I’m not a big fan, but Floyd Mayweather was right… at least on this one thing.
As much as it pains me to say it, I gotta give credit where credit is due. Floyd Mayweather may be a deplorable human being in his personal life, but when it comes to the skill of boxing and being a clutch performer under the bright lights, you have to tip your hat to him. Having been a marquee fighter in some of the biggest fights in sports history, not just boxing history, he has remained undefeated in his long and storied career.

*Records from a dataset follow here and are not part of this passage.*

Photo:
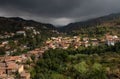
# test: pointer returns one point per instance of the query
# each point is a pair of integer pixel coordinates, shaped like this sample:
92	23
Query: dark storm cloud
58	12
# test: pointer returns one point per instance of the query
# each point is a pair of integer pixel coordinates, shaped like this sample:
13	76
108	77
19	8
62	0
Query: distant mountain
14	24
104	24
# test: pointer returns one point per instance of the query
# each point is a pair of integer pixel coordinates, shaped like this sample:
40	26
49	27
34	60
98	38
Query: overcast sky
58	12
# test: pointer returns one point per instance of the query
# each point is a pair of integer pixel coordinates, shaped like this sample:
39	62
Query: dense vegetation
84	63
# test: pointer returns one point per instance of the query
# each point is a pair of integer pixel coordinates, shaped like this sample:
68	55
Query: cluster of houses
12	67
76	41
19	32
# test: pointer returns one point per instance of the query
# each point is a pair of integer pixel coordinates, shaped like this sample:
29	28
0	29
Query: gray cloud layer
58	12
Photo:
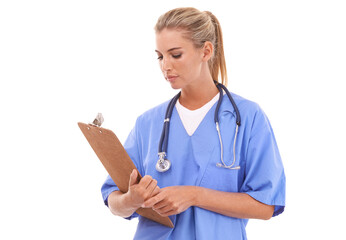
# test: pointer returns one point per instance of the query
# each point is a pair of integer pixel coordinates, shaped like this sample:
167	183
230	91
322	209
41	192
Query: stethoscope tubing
165	131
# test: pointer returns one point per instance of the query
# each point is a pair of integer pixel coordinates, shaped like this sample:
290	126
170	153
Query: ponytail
218	63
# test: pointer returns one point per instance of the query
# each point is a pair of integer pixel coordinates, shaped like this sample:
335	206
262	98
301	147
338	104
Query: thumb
133	177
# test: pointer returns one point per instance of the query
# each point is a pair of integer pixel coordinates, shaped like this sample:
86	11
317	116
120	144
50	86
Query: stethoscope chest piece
163	165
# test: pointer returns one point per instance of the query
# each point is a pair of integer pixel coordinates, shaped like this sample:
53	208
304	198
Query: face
180	61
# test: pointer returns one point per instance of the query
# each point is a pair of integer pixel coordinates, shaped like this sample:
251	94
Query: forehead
172	38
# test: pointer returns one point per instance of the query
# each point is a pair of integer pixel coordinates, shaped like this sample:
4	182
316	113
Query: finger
151	187
133	177
152	201
169	213
145	181
156	191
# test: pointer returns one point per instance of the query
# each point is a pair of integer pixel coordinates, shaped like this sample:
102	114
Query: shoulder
251	112
246	107
153	115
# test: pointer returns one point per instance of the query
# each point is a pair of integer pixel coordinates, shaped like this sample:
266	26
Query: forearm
238	205
118	204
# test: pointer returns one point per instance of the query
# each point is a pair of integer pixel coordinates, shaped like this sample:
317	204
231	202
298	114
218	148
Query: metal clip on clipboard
116	161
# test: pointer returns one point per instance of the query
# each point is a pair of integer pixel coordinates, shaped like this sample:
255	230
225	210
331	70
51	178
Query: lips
171	77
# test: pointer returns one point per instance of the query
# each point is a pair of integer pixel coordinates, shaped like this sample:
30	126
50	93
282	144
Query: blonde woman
219	165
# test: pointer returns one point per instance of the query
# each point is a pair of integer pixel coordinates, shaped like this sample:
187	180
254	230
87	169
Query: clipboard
117	162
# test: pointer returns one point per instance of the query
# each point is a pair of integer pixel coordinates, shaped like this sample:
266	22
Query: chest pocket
220	179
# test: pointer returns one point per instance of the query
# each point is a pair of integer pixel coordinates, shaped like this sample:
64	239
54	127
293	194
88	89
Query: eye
177	55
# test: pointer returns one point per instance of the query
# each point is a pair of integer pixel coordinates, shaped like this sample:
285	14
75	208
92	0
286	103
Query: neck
195	96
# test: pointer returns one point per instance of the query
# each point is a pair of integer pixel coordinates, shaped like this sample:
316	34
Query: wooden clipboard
117	162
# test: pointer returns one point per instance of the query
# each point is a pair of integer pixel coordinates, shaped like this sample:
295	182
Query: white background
62	62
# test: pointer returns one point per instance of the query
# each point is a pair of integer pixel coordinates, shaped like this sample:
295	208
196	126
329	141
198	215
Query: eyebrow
171	49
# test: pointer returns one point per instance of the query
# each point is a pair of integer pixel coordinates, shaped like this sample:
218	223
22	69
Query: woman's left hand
172	200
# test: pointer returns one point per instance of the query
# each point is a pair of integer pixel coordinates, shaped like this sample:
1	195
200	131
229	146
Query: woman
208	193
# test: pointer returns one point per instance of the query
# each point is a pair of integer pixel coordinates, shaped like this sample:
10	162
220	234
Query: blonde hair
200	27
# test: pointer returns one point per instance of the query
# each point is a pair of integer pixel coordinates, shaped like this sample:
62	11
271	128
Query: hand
172	200
139	192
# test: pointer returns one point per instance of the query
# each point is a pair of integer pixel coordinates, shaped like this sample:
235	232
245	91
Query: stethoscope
163	164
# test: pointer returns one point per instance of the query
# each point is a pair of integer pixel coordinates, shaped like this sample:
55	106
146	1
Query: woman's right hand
138	193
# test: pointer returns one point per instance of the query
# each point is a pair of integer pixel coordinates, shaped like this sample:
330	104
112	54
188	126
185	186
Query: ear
208	50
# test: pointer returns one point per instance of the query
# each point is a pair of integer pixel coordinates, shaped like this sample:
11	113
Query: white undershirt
192	118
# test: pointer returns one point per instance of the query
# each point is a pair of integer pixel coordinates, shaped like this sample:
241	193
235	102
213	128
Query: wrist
196	193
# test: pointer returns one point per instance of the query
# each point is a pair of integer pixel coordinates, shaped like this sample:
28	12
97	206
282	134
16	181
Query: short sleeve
131	147
265	179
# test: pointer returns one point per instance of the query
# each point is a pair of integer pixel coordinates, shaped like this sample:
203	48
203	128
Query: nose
166	65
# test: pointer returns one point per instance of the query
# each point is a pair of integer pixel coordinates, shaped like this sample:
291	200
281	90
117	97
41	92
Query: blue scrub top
194	159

One of the things that Floyd did really well, likely better than almost anyone, is understand that the work is done ahead of time. When you do the work, log the hard miles, then you can relax and perform. Floyd was not a knockout artist, so he had to assume EVERY fight of his was going to go the distance. Ten, twelve, sometimes 15 three minute rounds is a really long time, and there is only one way you can be confident about being ready for that: DO THE WORK.
There was a famous story circulating for a while about how someone went to see Mayweather before one of his big fights at the end of his career, like a backstage pass sort of thing, and was being very respectful of Mayweather’s space and time in prep before his fight. Floyd would start a conversation with this person and after answering a question or two, would finish with “Well, I guess we should get going and let you do your thing…” and try to excuse themselves. Floyd wouldn’t have it, and finally he said “Look, I am either ready or I’m not. It’s too late to worry about it now.” That is a man who is supremely prepared for the event, and confident in his abilities.
What Mayweather had learned to do was to be most relaxed when everyone else would be at their most anxious. Instead of expending a bunch of energy before the fight, he was conserving energy by being relaxed. He knew he was ready; he had done the work to be prepared, and he trusted his skills to do the job. That is a tremendous lesson in preparing for battle. If you do the work, if you polish your skills, then you too can have the luxury of being relaxed right before your big event.
Another example of this was Marcelo Gracie, the infamous Brazilian Jujitsu practitioner. He grew quite a reputation as a fierce and fiery competitor at World Championship level tournaments. However, in complete contrast, many times he would be sleeping right up until moments before his next match. He had so much command over his mind and his emotions that he would be sleeping on the bleachers and someone would have to wake him to compete in his next match. By the time he got to the mat, he was in the right state of mind, calm and relaxed instead of hyped up trying to calm himself down. He could execute much more effectively in this frame of mind, and won many matches because of it.
So what is the takeaway from this? Start taking naps right before that big meeting you have with a client next week? I don’t think so, if you aren’t already doing that I wouldn’t suggest starting now. But, if you can get into the calm mindset in advance of a big event, then you are well on your way to peak performance. Getting out of your own way is the biggest improvement to high performance you can add to your arsenal. In most cases, your mind is making things much worse, not better. You have spent years learning and perfecting your craft, and yet your mind doesn’t trust your body to perform. It wants to control the uncontrollable, prepare for every possible scenario ever, and in the process paralyze you into poor performance. Once you have a poor performance, your brain is convinced your body should not be in charge, and it takes over from there. That will be your downfall for sure.
Get out of your head, turn your judgmental brain off, and let your skills take over. That is why you have spent so much time perfecting the things you do, so that you can do them without thinking about it. Quiet your mind and let the performance play out.
You are ready, trust the work you’ve done. Let go. Relax, and dance like no one is watching.